Afgelopen woensdag was ik aan het schilderen met twee dames die beide moeder zijn van twee kinderen. Het gesprek ging over expressie op school. De ene moeder vertelde dat haar zoon vaak gefrustreerd uit school komt omdat hij nooit eens mag tekenen wat hij wil maar altijd precies moet doen wat de juf zegt. De andere moeder vertelde dat haar kind op het rapport altijd goedjes had gehad voor expressie. Iets wat onlosmakelijk bij haar dochter hoorde en dit was door de leerkrachten ook altijd benoemd. Opeens was zij in die beoordeling gezakt. Zij begreep dit niet en haar dochter al helemaal niet. Die had het gevoel minder goed te zijn geworden in haar 'zijn' legde moeder uit.

Kijkend naar de kerndoelen die worden gesteld aan expressievakken in het basisonderwijs (kunstzinnige oriëntatie) zegt kerndoel 54 het volgende: De leerlingen leren beelden, muziek, taal, spel en beweging te gebruiken om er gevoelens en ervaringen mee uit te drukken en te communiceren.
Als je een kind gaat vertellen dat het zich moet uiten op een manier zoals jij dat wilt (zoals in het geval van de zoon) heeft dit niets te maken met een kind leren uitdrukken en communiceren maar alles met het aanleren van een manier. Jouw manier. Dit kan zorgen voor frustratie en een 'laat maar' houding. Een kind minder of negatief beoordelen (zoals bij de dochter) kan zorgen dat het zich onzeker gaat voelen en het zich niet meer dúrft uit te drukken.
Nou wordt er in het onderwijs  verwacht dat je het werk van de kinderen beoordeelt.
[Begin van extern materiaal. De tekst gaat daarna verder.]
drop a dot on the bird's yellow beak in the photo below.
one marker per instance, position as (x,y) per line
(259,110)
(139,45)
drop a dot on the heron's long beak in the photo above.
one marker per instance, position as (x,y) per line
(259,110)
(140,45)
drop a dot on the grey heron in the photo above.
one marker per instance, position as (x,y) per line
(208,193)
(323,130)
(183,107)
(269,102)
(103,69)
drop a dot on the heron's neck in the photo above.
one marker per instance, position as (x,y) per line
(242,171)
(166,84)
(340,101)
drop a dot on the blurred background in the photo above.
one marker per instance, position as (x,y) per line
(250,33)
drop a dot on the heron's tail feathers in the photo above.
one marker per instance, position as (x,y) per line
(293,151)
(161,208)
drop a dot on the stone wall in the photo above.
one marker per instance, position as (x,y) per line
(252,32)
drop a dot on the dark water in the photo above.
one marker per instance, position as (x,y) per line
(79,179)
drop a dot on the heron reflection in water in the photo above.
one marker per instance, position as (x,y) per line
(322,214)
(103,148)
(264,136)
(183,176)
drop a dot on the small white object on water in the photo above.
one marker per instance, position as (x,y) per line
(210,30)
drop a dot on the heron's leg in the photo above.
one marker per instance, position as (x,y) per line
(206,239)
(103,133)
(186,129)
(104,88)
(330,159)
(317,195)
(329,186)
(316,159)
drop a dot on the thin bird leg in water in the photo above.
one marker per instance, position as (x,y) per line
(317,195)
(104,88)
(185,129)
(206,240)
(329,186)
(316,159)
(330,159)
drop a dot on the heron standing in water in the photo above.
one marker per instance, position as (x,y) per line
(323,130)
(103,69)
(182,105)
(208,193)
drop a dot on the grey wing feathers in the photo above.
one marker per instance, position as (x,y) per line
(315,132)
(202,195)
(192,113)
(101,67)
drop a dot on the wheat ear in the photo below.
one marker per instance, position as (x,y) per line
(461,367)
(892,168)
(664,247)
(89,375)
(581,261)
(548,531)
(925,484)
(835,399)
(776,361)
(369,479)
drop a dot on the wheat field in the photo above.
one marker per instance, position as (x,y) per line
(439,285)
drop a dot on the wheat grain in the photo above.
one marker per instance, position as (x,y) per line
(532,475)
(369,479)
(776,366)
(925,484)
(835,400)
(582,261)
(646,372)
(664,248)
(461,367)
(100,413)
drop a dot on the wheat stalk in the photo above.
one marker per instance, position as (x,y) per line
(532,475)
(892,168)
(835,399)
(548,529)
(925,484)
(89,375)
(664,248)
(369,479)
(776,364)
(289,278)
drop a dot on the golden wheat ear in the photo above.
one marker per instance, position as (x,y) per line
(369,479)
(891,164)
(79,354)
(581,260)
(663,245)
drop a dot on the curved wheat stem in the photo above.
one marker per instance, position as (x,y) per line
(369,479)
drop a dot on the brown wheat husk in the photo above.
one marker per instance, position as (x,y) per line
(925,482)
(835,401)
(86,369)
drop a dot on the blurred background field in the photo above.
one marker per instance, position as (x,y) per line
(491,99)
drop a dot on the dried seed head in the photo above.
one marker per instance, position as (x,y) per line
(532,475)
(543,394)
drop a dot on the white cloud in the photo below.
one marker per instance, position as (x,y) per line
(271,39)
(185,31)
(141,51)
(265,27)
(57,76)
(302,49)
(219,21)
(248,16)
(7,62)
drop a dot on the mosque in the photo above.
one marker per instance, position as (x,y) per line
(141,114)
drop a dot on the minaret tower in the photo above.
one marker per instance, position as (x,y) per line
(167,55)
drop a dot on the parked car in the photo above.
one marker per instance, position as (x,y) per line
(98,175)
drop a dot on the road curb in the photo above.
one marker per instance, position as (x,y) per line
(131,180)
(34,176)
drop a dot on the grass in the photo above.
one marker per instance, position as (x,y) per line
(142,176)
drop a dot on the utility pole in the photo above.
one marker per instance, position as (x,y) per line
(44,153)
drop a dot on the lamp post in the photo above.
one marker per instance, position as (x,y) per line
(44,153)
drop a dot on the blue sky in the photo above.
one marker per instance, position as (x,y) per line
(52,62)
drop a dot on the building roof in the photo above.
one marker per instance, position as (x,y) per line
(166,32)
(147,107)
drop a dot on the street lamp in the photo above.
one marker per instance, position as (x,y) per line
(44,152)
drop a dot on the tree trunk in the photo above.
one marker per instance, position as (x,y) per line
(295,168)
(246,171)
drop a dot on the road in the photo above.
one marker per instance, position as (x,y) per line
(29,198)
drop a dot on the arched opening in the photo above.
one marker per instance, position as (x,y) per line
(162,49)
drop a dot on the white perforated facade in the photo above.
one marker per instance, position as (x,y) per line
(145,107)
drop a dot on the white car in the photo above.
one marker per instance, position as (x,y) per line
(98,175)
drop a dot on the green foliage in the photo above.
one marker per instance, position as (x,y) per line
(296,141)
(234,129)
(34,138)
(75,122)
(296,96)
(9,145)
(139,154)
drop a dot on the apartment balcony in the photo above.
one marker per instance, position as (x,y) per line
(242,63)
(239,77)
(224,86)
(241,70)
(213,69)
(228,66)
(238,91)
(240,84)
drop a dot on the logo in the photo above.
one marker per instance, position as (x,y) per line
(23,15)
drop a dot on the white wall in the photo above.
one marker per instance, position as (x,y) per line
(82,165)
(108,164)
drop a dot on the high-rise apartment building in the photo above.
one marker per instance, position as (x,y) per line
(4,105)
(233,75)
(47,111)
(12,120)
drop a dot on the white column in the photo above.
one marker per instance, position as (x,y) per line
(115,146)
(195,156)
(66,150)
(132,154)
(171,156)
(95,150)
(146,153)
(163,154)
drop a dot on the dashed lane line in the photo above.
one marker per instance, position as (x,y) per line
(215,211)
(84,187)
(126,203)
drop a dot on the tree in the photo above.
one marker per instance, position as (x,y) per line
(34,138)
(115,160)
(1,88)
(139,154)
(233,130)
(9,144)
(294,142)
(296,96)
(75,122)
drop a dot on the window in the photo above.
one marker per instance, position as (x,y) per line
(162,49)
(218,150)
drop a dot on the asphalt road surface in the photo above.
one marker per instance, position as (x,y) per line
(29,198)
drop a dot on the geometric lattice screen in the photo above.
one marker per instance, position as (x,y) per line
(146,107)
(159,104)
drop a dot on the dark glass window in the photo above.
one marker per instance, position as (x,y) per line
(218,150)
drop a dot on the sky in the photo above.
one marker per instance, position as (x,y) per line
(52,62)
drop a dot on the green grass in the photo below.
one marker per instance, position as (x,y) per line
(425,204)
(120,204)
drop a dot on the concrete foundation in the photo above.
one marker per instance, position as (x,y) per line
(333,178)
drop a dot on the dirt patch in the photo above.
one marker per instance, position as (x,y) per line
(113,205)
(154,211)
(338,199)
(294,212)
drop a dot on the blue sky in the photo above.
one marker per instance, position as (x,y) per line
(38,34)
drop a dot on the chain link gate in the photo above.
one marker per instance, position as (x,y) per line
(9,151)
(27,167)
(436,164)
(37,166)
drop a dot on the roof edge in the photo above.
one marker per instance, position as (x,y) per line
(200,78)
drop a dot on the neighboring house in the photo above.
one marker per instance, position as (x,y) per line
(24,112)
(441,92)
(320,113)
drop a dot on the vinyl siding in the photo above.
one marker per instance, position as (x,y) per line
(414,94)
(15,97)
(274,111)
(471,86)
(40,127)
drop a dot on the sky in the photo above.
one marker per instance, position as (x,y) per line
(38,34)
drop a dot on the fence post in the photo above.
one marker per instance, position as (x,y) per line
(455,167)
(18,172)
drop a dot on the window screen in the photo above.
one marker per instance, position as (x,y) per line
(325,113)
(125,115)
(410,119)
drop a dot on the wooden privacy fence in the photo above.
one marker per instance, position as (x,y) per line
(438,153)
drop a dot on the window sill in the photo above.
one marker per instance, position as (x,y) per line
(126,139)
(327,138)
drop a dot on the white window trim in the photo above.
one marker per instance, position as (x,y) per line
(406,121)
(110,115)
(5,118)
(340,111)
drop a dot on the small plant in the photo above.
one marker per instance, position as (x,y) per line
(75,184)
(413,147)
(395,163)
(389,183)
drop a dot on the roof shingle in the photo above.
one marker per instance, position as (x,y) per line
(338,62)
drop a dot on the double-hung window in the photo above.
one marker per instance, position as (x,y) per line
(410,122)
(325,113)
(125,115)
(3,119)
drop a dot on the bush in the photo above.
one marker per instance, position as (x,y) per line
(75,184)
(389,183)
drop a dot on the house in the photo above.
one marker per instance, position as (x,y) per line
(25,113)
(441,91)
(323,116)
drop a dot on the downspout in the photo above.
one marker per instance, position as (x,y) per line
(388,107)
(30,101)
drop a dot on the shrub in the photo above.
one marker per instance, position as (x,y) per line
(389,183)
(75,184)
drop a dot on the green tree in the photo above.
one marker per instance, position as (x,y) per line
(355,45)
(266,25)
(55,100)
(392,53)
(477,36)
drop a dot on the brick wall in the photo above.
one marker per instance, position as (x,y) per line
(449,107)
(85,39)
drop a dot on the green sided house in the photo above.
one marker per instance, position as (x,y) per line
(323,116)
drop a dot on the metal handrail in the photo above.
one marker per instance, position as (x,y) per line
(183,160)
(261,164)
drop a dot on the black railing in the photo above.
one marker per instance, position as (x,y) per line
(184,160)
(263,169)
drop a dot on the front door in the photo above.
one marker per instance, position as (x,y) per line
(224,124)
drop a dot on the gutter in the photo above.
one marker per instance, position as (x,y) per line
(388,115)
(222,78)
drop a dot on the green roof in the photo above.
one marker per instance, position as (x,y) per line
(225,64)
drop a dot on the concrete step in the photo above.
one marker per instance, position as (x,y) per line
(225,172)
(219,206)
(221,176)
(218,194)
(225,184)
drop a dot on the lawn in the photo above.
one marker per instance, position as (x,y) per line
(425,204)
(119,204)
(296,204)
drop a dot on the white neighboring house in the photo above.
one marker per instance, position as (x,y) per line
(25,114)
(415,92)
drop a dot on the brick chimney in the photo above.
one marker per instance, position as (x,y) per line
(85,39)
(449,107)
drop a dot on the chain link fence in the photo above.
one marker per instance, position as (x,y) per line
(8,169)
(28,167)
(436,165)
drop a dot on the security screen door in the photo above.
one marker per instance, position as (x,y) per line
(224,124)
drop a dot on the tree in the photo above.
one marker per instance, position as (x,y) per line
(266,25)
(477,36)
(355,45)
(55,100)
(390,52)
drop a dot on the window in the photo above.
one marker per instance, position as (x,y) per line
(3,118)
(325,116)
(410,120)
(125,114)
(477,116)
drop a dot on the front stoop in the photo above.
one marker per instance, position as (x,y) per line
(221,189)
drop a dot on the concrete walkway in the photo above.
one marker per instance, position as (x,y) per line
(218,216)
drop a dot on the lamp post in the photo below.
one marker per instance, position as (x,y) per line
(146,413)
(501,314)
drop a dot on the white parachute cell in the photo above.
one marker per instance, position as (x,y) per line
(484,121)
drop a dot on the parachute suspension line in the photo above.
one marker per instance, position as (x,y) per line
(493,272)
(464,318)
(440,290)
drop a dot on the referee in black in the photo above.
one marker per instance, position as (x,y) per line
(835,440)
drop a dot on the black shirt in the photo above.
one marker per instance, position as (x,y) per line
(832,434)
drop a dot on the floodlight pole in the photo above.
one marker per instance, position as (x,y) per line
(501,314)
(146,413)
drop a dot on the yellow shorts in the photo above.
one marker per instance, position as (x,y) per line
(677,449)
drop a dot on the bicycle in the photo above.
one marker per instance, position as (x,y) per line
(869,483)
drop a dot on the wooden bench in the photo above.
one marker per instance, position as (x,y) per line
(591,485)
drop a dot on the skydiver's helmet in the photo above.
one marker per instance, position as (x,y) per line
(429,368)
Weet daarom goed volgens welke criteria je dit doet en leg deze ook uit aan kinderen, zodat ze niet het gevoel krijgen op hun  te worden afgerekend.

 

 Als je na je lessen gesprekken voert met de kinderen over het gemaakte werk zonder daarbij een oordeel of iets mooi is (want mooi is een persoonlijke mening), kan je het hebben over wat ze hebben ervaren. Je kan ze over wat de verschillen en de overeenkomsten in de werken laten benoemen. De kinderen zullen hierdoor leren dat er verschillen zijn in manieren van uiten en in manieren van zijn. (En daarmee heb je dus meteen kerndoel 55 te pakken). Soms hebben ze iets gemeen met de één en soms met de ander. Of soms met niemand. En dat is ook prima. Op deze manier neem je het stukje 'zijn' mee in je les en geef je kinderen het gevoel dat je ze ook serieus neemt en ze ziet.